Kjell Tennfjord

Personal information
- Date of birth: 17 December 1953 (age 71)
- Place of birth: Norway

Managerial career
- Years: Team
- 1990: Fyllingen Fotball
- 1991–1992: Bryne FK
- 1995–1998: SK Brann

= Kjell Tennfjord =

Norwegian football manager

Kjell Tennfjord (born 17 December 1953) is a Norwegian siviløkonom and entrepreneur, but is best known as a football manager.

He managed Fyllingen Fotball to a cup final (1990), Bryne FK (1991–92), and SK Brann (1995-1998).

At Brann, Tennfjord managed the club to play in the Norwegian Premier League 1995, 4th Place in the Norwegian Premier League 1996 and 2nd place in the Norwegian Premier League 1997.
They lost the cup finale (1995), which took them to the European UEFA Cup Winners' Cup where they beat PSV and lost in the quarter-final against Liverpool F.C. (1997). He went 11 games without a single victory in the Norwegian Premier League 1998.
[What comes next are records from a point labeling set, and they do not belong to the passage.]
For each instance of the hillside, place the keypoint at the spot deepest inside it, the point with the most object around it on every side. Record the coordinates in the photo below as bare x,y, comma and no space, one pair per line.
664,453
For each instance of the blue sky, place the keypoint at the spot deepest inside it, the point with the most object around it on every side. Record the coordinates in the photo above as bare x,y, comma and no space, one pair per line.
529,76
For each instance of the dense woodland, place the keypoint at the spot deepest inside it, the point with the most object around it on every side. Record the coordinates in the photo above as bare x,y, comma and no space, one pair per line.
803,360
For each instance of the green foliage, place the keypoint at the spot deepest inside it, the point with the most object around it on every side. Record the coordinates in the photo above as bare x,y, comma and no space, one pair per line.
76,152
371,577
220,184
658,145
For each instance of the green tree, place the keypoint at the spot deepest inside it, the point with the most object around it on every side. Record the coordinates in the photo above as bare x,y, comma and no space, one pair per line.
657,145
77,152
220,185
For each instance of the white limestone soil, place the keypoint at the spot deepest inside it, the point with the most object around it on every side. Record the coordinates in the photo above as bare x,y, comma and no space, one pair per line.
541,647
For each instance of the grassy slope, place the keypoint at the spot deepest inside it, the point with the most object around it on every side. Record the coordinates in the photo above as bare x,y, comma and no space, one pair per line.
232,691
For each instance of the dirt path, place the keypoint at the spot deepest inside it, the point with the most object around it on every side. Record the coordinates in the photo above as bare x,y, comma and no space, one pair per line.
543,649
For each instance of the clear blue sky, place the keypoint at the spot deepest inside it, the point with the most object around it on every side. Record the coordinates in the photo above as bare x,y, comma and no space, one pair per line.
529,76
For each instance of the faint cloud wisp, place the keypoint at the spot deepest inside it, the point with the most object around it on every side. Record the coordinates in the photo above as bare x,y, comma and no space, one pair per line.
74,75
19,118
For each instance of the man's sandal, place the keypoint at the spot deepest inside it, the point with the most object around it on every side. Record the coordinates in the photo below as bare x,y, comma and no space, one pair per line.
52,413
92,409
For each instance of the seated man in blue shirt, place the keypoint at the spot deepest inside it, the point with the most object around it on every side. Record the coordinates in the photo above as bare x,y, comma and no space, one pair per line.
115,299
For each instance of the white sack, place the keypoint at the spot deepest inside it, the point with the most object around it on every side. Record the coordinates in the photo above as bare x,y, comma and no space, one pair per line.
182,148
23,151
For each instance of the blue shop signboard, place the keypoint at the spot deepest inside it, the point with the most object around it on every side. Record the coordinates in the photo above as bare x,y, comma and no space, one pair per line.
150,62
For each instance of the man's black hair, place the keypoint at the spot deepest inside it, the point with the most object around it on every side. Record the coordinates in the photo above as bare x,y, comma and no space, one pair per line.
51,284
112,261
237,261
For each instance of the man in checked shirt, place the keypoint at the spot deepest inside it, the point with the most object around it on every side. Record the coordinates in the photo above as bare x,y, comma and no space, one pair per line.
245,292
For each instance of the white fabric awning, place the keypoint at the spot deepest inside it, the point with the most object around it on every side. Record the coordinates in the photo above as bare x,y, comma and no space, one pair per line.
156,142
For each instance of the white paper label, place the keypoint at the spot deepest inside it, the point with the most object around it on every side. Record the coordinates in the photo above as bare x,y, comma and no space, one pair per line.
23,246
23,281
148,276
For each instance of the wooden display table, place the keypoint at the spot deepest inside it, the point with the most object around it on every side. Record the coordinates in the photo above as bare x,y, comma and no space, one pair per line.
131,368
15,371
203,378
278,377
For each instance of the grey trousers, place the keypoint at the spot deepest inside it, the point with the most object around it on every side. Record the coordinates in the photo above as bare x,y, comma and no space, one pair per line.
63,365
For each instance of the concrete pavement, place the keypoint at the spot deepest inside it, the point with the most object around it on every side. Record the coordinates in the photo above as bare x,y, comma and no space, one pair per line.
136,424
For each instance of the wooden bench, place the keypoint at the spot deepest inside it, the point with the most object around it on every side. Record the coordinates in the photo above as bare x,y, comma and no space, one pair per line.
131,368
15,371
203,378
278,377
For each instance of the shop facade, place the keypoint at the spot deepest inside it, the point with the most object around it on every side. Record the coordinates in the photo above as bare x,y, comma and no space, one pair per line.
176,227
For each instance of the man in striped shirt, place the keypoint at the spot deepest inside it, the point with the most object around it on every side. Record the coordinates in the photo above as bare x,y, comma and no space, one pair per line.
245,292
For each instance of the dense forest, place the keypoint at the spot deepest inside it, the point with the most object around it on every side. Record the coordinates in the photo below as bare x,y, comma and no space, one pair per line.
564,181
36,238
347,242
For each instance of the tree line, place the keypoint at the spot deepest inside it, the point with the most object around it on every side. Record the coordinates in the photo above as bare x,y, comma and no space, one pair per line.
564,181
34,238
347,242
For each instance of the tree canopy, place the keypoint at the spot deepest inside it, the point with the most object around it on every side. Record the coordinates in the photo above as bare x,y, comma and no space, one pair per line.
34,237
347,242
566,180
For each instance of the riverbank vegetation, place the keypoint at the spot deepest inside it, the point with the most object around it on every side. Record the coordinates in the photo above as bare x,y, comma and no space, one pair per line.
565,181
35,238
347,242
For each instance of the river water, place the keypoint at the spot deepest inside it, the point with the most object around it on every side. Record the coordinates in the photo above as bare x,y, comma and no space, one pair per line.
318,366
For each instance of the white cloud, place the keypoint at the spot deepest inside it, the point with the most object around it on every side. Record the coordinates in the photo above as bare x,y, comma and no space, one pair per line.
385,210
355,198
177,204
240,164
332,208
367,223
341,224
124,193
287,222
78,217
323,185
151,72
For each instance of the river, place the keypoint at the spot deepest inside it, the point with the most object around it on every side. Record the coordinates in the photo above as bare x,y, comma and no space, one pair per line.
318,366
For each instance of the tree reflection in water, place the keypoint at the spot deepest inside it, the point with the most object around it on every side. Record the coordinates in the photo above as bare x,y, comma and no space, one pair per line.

Tennfjord is retired associate professor at Volda Pedagogiske Høgskole, and graduated in siviløkonom from the Norwegian School of Economics, and worked as deputy manager of Elcon Finans and organisational manager of NB Steel (Norsk Blikkvalseverk).

After a time in administration of Brann (1998–99) he moved to Fjellbekk, where he became a headhunter for Erik Solér's agent firm, Sports Management Group (2000), working with Frode Ohr and Møreforskning in outreach projects.